# Can a laptop processor be upgraded?



## eddiebrock (Jul 20, 2005)

I bought a top of the line laptop right before dual core processors came out, and my slow processor is really holding me back. It would be great if I could just upgrade the processor without buying a whole new laptop or desktop.

My laptop has the Intel Mobile Pentium 1.7GHZ and the Nvidida Geforce 7800 gtx go. 

Is there someone I can take it to to swap out the pentium 1.7 for a dual core?


----------



## sickcars (Jan 18, 2007)

eddiebrock said:


> I bought a top of the line laptop right before dual core processors came out, and my slow processor is really holding me back. It would be great if I could just upgrade the processor without buying a whole new laptop or desktop.
> 
> My laptop has the Intel Mobile Pentium 1.7GHZ and the Nvidida Geforce 7800 gtx go.
> 
> Is there someone I can take it to to swap out the pentium 1.7 for a dual core?


Usually you cant upgrade. But you MIGHT be able to upgrade to something faster BUT you need to find out what the motherboard supports. Also not to mention you may have overheating problems since the cooling fan is not made for an upgraded cpu.

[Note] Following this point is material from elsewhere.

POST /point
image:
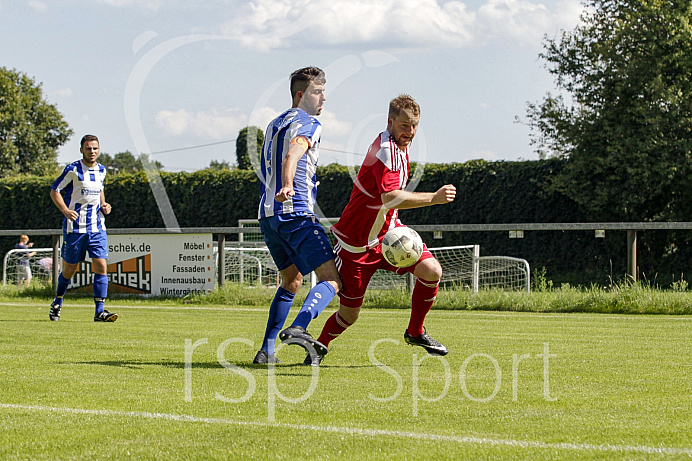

In theory yes its possible, will you be able to find anybody that will do it and be able to do it. Maybe not depends.

Ciao


----------



## kiwiguy (Aug 17, 2003)

The dual core Pentium has a different socket. 

You would need a hammer to fit it, and it certainly would not work.


----------



## JohnWill (Oct 19, 2002)

It's almost never a good idea to try to upgrade a laptop processor. All of the system was designed around the capability of the processor, so much of the performance gain of a faster processor may not be realized.


----------



## PCG342 (Jan 8, 2006)

kiwiguy said:


> The dual core Pentium has a different socket.
> 
> You would need a hammer to fit it, and it certainly would not work.


My first thought. Better off buying a new machine than trying to mess with upgrading everything to accommodate the dual-core...


----------



## Alex Ethridge (Apr 10, 2000)

I don't open many laptops; but, it has been quite a while since I saw a laptop in which the processor wasn't soldered in.


----------



## PCG342 (Jan 8, 2006)

Alex Ethridge said:


> I don't open many laptops; but, it has been quite a while since I saw a laptop in which the processor wasn't soldered in.


I haven't really worked in a laptop extensively, save for sticking in RAM.


----------



## JohnWill (Oct 19, 2002)

Actually, I've seen quite a number of laptops with the processor in sockets. My Averatec one has a socket, and both of the Compaq laptops my daughters have are socketed.


----------